Monday, 9 June 2008

Spineless Sunday Part-1

I spent a fabulous Spineless Sunday on 18 May chasing invertebrates in my home garden. A top highlight reported on this day took the centre stage on this blog soon after and this post got delayed due to that. So, this is the continuation of that Spineless Sunday.

Elusive Adjutant Aethriamanta brevipennis brevipennis

Elusive Adjutant - juvenile maleThis is a special dragonfly species found in my garden and I blogged about it previously here. It showed an adult male & a female and a juvenile. As those pictures show, in most dragonflies, the adult males and females often look remarkably different in colouration. The males are often brightly coloured and therefore are more showy. This is different in newly emerged juvenile males, which often look like females in their outlook. The individual in the above picture is an ‘adolescent’ male that is beginning to acquire adult colouration in its body as you can clearly see patches of red emerging. This individual was photographed at midday when it held its body in a vertical posture to reduce the impact of direct sunlight on it.

Elusive Adjutant Aethriamanta brevipennis brevipennis

Elusive Adjutant - juvenile maleThis is the same individual as above.

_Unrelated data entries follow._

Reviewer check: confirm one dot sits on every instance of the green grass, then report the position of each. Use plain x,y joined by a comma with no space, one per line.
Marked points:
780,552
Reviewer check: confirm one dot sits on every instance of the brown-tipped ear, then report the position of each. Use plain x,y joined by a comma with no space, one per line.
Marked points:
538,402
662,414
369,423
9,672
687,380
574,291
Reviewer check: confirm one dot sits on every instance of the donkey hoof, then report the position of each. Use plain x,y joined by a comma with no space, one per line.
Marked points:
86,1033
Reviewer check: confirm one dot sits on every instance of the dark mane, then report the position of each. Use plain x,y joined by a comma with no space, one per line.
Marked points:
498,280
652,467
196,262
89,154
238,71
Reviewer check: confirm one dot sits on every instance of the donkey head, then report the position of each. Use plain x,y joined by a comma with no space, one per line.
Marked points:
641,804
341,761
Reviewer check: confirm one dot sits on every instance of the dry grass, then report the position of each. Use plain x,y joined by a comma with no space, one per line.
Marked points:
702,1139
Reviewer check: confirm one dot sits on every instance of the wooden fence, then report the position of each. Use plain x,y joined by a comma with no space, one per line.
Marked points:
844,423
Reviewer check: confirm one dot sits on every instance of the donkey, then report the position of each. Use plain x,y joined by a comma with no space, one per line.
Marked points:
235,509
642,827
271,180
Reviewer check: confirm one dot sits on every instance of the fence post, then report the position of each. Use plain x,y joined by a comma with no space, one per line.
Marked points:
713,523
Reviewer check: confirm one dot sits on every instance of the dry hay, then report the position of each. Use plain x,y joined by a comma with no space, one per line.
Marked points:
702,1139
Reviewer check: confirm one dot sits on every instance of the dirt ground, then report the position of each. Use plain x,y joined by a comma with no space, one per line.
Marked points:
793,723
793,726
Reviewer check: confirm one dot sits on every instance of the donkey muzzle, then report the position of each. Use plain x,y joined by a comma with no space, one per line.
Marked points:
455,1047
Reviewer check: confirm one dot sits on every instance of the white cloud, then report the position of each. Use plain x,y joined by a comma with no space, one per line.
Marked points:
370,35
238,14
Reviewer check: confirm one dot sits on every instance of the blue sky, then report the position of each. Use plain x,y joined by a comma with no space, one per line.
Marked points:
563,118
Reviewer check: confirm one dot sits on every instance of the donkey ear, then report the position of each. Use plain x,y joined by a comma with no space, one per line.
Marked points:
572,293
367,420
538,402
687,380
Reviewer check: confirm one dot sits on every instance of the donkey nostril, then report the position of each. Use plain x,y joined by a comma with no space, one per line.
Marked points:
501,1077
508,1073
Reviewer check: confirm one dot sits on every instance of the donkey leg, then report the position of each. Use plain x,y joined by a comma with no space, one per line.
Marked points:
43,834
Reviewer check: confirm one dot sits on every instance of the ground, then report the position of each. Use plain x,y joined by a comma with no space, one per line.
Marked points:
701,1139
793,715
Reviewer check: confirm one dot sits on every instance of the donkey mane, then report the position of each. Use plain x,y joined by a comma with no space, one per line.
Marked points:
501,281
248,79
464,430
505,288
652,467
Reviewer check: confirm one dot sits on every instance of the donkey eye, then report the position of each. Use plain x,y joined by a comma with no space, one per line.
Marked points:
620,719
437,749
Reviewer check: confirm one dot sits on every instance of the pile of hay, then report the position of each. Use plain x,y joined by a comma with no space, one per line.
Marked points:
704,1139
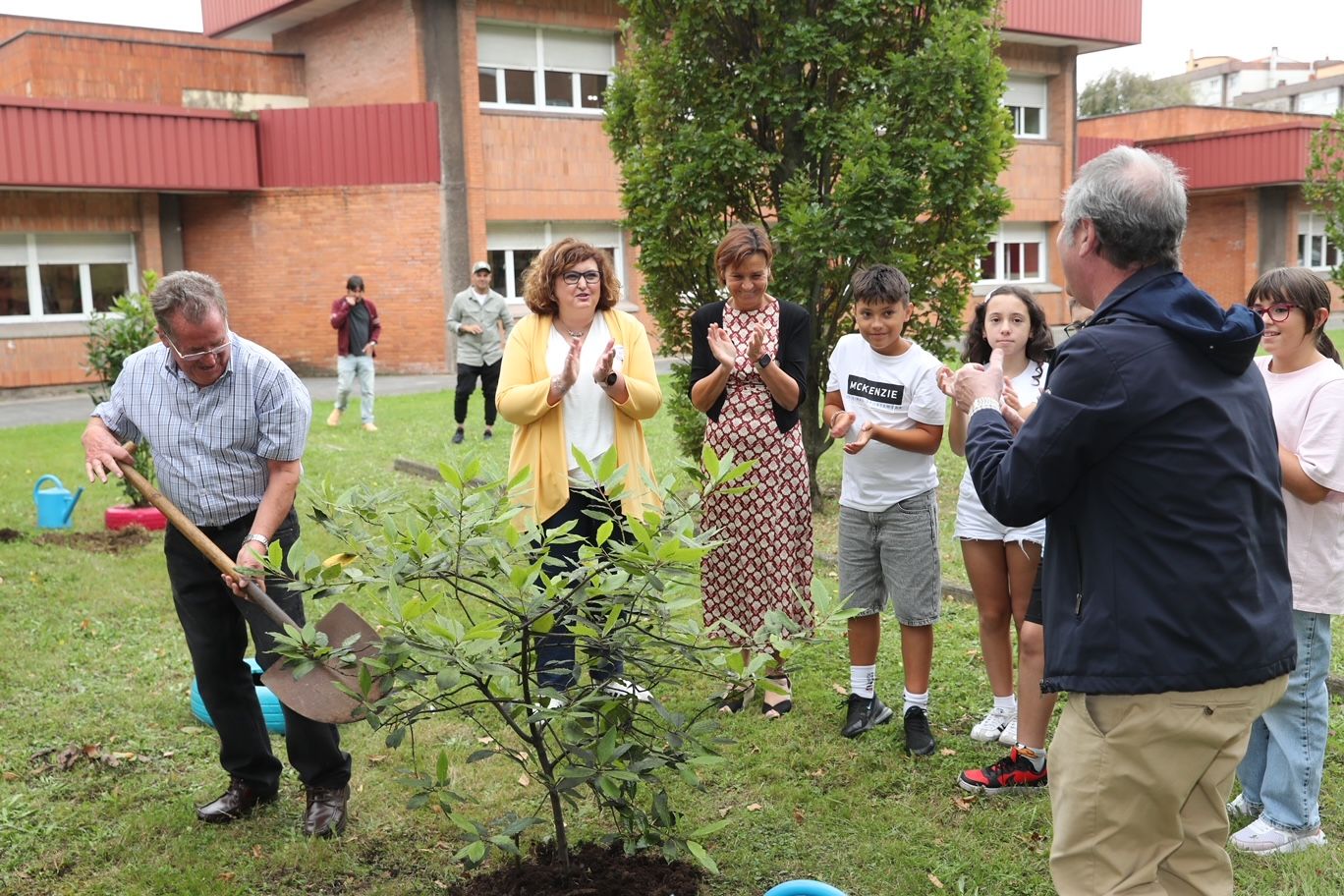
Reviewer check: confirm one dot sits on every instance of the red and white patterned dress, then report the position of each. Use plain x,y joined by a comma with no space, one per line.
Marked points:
765,560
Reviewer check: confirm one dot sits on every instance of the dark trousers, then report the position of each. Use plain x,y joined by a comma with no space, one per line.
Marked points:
467,375
216,622
555,651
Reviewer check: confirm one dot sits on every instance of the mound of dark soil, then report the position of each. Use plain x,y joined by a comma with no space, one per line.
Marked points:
114,541
594,870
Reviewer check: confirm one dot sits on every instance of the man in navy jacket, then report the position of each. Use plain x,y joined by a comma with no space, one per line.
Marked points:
1167,598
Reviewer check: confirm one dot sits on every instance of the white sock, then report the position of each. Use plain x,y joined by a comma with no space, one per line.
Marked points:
863,680
1036,756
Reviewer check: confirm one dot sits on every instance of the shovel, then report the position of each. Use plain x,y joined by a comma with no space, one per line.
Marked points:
316,695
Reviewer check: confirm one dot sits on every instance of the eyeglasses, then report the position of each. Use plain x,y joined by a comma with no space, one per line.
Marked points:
1277,313
196,357
573,277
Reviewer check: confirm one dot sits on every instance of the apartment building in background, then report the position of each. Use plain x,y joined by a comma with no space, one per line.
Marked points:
299,141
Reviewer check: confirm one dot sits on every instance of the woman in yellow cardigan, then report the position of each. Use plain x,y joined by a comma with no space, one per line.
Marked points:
577,375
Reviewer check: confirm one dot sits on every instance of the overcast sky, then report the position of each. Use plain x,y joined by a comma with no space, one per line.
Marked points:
1303,29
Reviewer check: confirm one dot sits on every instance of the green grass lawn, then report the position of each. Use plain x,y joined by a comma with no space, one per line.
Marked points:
101,761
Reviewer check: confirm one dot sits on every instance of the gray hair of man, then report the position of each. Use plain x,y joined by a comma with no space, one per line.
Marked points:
190,293
1136,200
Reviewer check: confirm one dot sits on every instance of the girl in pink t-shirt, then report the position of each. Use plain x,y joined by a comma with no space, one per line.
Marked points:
1281,772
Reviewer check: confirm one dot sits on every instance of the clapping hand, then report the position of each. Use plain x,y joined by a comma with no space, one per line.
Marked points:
722,347
865,437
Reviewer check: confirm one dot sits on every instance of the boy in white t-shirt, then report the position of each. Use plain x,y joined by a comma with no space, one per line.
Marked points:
883,399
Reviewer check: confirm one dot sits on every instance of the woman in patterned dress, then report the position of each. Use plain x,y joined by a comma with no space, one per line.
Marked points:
749,375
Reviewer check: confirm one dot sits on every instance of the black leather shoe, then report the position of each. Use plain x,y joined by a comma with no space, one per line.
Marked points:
237,802
919,735
325,814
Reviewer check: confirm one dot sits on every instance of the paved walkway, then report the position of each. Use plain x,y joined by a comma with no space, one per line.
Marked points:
70,403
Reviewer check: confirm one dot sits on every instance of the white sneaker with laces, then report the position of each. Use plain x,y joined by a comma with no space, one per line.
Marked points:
993,724
1010,736
1262,838
624,688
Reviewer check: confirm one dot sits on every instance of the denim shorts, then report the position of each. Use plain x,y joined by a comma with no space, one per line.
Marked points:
891,558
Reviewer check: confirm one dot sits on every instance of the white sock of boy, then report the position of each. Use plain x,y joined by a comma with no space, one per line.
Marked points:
863,681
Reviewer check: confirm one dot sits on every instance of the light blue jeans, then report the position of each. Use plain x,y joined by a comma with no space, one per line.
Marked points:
347,368
1281,772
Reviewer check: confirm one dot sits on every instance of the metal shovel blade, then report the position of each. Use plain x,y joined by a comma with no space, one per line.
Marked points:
316,696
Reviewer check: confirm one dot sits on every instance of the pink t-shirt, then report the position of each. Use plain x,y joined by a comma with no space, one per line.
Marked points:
1310,417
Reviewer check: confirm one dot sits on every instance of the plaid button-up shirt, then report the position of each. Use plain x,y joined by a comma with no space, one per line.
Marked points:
211,445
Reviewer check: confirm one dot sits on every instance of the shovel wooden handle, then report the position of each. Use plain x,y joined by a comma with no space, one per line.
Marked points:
208,548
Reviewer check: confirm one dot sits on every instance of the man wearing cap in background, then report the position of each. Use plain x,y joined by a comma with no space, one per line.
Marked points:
481,320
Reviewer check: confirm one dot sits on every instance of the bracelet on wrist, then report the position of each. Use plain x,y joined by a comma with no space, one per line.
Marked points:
984,403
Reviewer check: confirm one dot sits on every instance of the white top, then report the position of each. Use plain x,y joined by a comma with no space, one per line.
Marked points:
1029,386
895,391
1310,417
588,417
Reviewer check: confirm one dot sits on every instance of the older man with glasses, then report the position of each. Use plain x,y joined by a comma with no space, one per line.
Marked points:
227,423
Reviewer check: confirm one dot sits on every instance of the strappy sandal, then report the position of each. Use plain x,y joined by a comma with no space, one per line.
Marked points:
782,687
735,698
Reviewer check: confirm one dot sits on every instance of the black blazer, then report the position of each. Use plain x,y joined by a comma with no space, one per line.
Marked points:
795,341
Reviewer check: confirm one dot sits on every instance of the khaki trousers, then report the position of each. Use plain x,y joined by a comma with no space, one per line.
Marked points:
1139,787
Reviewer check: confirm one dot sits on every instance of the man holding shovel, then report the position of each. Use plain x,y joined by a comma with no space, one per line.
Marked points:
227,422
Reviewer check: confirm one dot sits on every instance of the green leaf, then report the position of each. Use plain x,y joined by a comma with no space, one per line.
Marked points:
700,856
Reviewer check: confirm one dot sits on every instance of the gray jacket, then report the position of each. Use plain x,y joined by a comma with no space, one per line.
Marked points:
486,347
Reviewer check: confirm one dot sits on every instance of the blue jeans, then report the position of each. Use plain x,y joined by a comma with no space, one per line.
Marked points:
347,368
1281,772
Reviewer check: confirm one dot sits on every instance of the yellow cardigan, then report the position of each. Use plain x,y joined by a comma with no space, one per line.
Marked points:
539,441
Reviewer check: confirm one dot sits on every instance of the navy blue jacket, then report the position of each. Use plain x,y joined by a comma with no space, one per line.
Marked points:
1154,461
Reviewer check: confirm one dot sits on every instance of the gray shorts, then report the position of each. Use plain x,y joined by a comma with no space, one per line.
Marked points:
891,556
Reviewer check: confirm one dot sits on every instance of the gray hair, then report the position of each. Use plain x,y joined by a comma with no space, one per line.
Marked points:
190,293
1136,199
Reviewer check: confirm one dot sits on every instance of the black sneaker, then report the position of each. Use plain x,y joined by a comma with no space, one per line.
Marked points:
919,735
1012,772
865,713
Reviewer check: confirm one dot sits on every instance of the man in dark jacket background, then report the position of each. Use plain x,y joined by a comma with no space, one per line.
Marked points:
1167,598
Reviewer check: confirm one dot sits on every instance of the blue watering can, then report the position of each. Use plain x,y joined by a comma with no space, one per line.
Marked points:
54,505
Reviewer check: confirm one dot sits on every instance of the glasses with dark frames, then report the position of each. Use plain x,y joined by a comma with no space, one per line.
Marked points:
573,277
196,357
1277,313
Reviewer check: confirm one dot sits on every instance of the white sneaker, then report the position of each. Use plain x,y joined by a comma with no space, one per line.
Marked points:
1010,736
624,688
993,724
1262,838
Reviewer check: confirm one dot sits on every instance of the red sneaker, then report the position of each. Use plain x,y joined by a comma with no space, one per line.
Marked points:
1014,772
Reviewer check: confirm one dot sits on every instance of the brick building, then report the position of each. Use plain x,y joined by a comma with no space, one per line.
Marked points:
299,141
1245,171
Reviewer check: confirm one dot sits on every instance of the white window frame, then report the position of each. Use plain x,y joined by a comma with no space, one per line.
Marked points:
1026,93
68,249
1311,227
535,237
1012,237
537,66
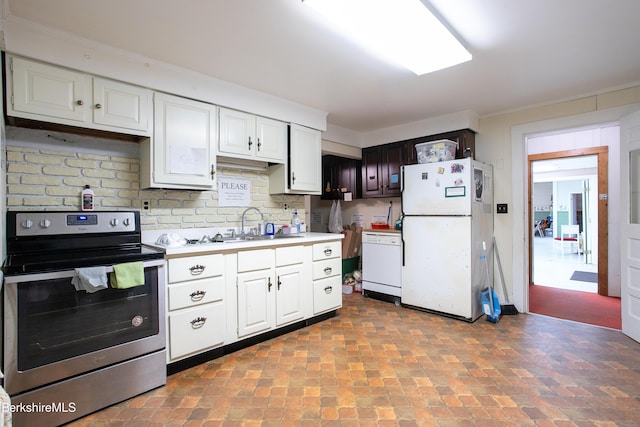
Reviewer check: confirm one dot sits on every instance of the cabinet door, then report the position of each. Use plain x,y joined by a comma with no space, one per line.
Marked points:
256,302
184,150
339,176
289,291
305,169
394,158
120,105
237,133
53,92
371,172
271,140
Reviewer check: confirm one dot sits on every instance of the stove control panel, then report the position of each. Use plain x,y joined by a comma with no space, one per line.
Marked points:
57,223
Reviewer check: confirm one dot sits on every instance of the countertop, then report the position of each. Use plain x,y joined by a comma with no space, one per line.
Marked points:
212,248
382,230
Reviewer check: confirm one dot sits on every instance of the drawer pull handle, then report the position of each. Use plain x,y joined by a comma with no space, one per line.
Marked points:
197,269
197,295
198,322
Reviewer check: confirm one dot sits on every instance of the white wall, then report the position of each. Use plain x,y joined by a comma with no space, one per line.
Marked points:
501,142
38,42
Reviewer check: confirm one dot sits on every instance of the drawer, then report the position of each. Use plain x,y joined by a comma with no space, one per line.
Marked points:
196,329
327,268
197,267
258,259
327,294
327,250
196,292
289,255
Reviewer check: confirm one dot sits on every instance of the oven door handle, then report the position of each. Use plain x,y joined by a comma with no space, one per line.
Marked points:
24,278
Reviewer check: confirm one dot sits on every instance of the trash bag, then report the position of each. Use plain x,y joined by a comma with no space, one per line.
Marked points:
335,218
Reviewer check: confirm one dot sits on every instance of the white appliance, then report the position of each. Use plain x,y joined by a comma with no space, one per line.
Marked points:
382,265
447,212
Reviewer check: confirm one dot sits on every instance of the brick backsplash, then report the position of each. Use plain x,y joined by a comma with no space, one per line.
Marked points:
47,179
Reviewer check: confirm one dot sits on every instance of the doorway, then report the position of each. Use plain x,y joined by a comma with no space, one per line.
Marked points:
564,211
599,248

Another common name for this one is Black-headed Basker and as that name implies, it loves to bask in the sunlight. I have noticed that this dragonfly tolerates close approaching, which makes it quite photogenic.

Variegated Flutterer Rhyothemis variegata variegata

Variegated Flutterer - femaleThis is a female with clear ends to the forewings. As you can see the alignment of the body and the wings is unusual in this picture. That is because as soon as it landed on the grass leaf closer to me, it started writhing its wings sensuously while keeping the body straight as if it is dancing to an irresistible R n B beat. It is a common dragonfly species and occurs in large numbers around my house. It has a slow butterfly-like flight and quite a few visitors have mistaken it as a butterfly due to that.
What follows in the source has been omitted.